Muita gente sinceramente acreditou que o FSM poderia ser a fórmula
mágica, o contraponto contemporâneo ao capital, o substituto das velhas
vanguardas políticas e seu discurso autoproclamatório. Mas a realidade
aos poucos foi colocando no devido lugar o modismo movimentista. Com o tempo, o
FSM foi perdendo fôlego, foi se esvaziando, até o ponto em que hoje ninguém
mais acredita que possa ser alternativa a coisa nenhuma. Mas uma vez a vida
provou que os movimentos por si só não têm condições de mudar a sociedade, é
necessário a vanguarda política para conduzir os processos de transformação.
O significado do pós-modernismo e as lutas
sociais
Em outras palavras, a ideologia pós-modernista é responsável por grande
parte das derrotas dos movimentos sociais nestas duas décadas, não só porque
esse modismo teórico influenciou parte da juventude e lideranças dos movimentos
sociais, como também porque levou à frustração milhares de lutadores sociais.
Isso porque as lutas fragmentadas geralmente se desenvolvem de maneira
espontânea. No início tem uma trajetória de ascenso, empolga milhares de
pessoas, mas logo depois o movimento vai enfraquecendo até ser absorvido pelo
sistema.
Em outras palavras, o pós-modernismo é o fetiche ideológico típico dos
tempos de neoliberalismo e representa a ideologia pequeno-burguesa da submissão
sofisticada à ordem do capital. Mas essa ideologia carrega consigo uma
contradição insolúvel: no momento em que o capital mais se globaliza, com a
internacionalização da produção e das finanças, é justamente neste momento que
os pós-modernos pregam a fragmentação da realidade, a setorização das lutas
sociais, a especificidade dos combates de gênero, etnia, raça, sexo, etc. Só
mesmo quem não quer mudar a ordem capitalista pensa desse jeito.
Na verdade, todos que seguem esse ritual teórico, de maneira direta ou
indireta, estão abrindo mão de um projeto emancipatório e escondem sua
impotência mediante um discurso cheio de abstrações sociológicas, mas muito
conveniente para o capital. Por isso, combatem as lutas gerais, para
fragmentá-las em lutas específicas, que não afrontam abertamente o sistema dominante.Trata-se
do verejo da política fantasiado de moderno.

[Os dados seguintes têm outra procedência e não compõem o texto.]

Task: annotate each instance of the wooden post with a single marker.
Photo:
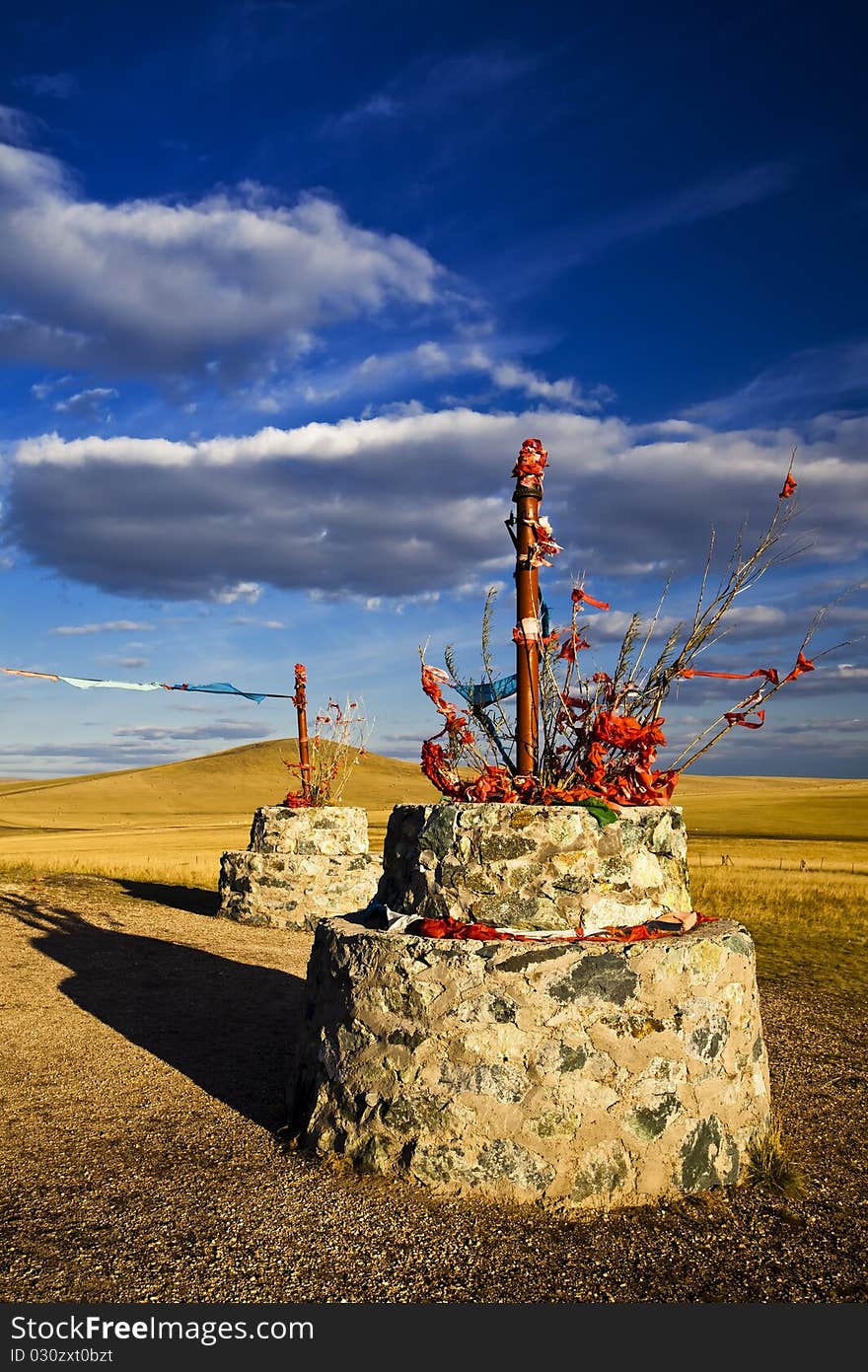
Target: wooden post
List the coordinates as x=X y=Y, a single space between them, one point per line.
x=527 y=497
x=301 y=705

Esses setores cumpriram, nos últimos 20 anos e ainda cumprem até hoje,
um papel muito especial na luta ideológica atual: eles são a mão esquerda do
social-liberalismo capitalista. Influenciam as gerações mais jovens,
desenvolvem um discurso com aparência de modernidade, influem na organização
das lutas sociais. Com seu discurso eclético e fatalista, cheio de senso comum,
desorientam setores importantes da sociedade no que se refere à ação política
e, na prática, ajudam a organizar, mesmo que indiretamente, a submissão de
vários setores sociais à ordem capitalista e aos valores do mercado.
Essas duas décadas de experiências fragmentadas nos levam à conclusão de
que, mais do que nunca, as vanguardas revolucionárias têm um papel fundamental
no processo de transformações sociais. São elas exatamente que podem conduzir e
orientar os vários movimentos sociais com uma plataforma estratégica de
emancipação da humanidade, o que significa derrotar o imperialismo e o
capitalismo e transitar para a construção da sociedade socialista.